Но тут же и другой вывод: о странных формах субъектности, которые возникали в позднем социализме. Все три текста, по сути, — о людях, которые занимают маргинальное положение: лагерник, рассказчик анекдота (смотрящий на систему из укрытия юмора), церковный сторож. Но их маргинальность не равна беспомощности. Напротив, каждый из них обретает особый тип зрения. У Кочневой мемуаристы 1970-х, переставая говорить «по-большевистски», обретают способность к аналитическому, а не агиографическому описанию лагеря. У Жолковского сторож, отвечающий «Съесть-то он съесть, да хто ж ему дасть?», оказывается фигурой, обладающей знанием, недоступным ни экскурсоводу, ни посетителю: он знает о системной коррупции как о норме, а не как об отклонении. У Пасекова же эта позиция маргинала доведена до предела: его сторож-философ вообще перестает нуждаться в государственном символическом порядке, находя альтернативу в молитвенном обмене.
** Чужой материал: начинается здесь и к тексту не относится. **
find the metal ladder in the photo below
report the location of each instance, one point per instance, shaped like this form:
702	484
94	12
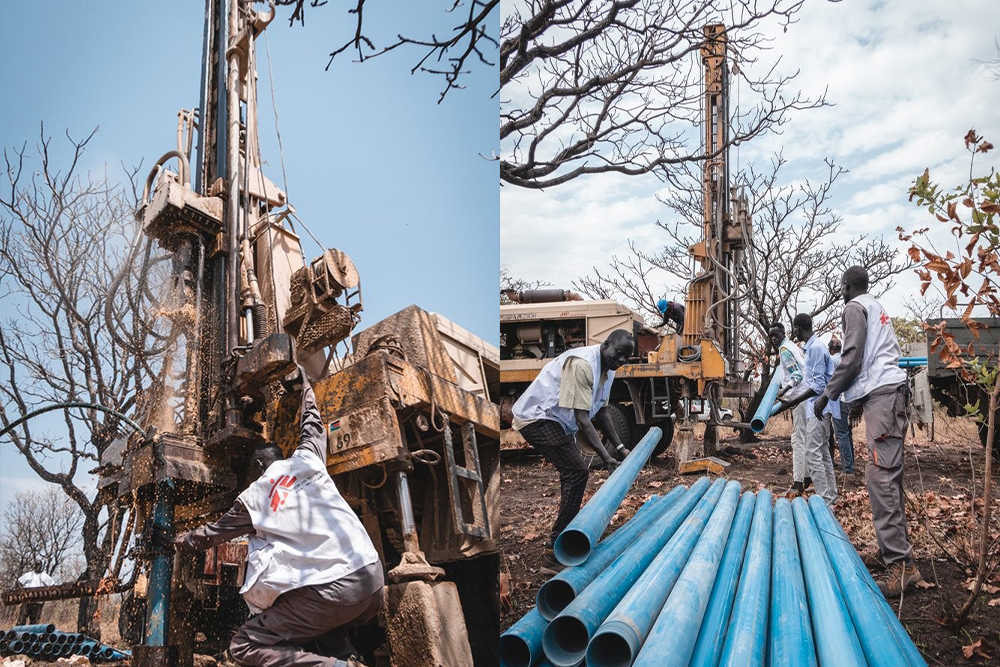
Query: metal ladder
468	481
Этот тройной портрет показывает, что позднесоветская субъектность не была «пустой» или «циничной»; она была, скорее, распределенной по спектру, на одном конце которого — соцреалистический энтузиазм, на другом — мистическое отшельничество, а между ними — изощренная ирония анекдота.

Мы привыкли спрашивать о советском опыте: «Было ли это правдой?» или «Кто был жертвой, а кто палачом?» Но три эти публикации подсказывают другие вопросы: «На каком языке этот опыт мог быть рассказан?», «Какие литературные формы были доступны для свидетельства?», «Где и как укрывалось сакральное, когда публичное пространство было полностью секуляризовано?». И, может быть, главный вопрос: «Как получилось, что советская цивилизация, провозгласившая конец религии, капитала и частной жизни, породила в своем закате мемуары, больше похожие на жития святых, анекдоты, стоящие лучших стихотворений, и философию церковного сторожа, не уступающую трактатам мировых мистиков?» Ответ на него — в тех лабиринтах сцеплений, которые эти три текста перед нами разворачивают.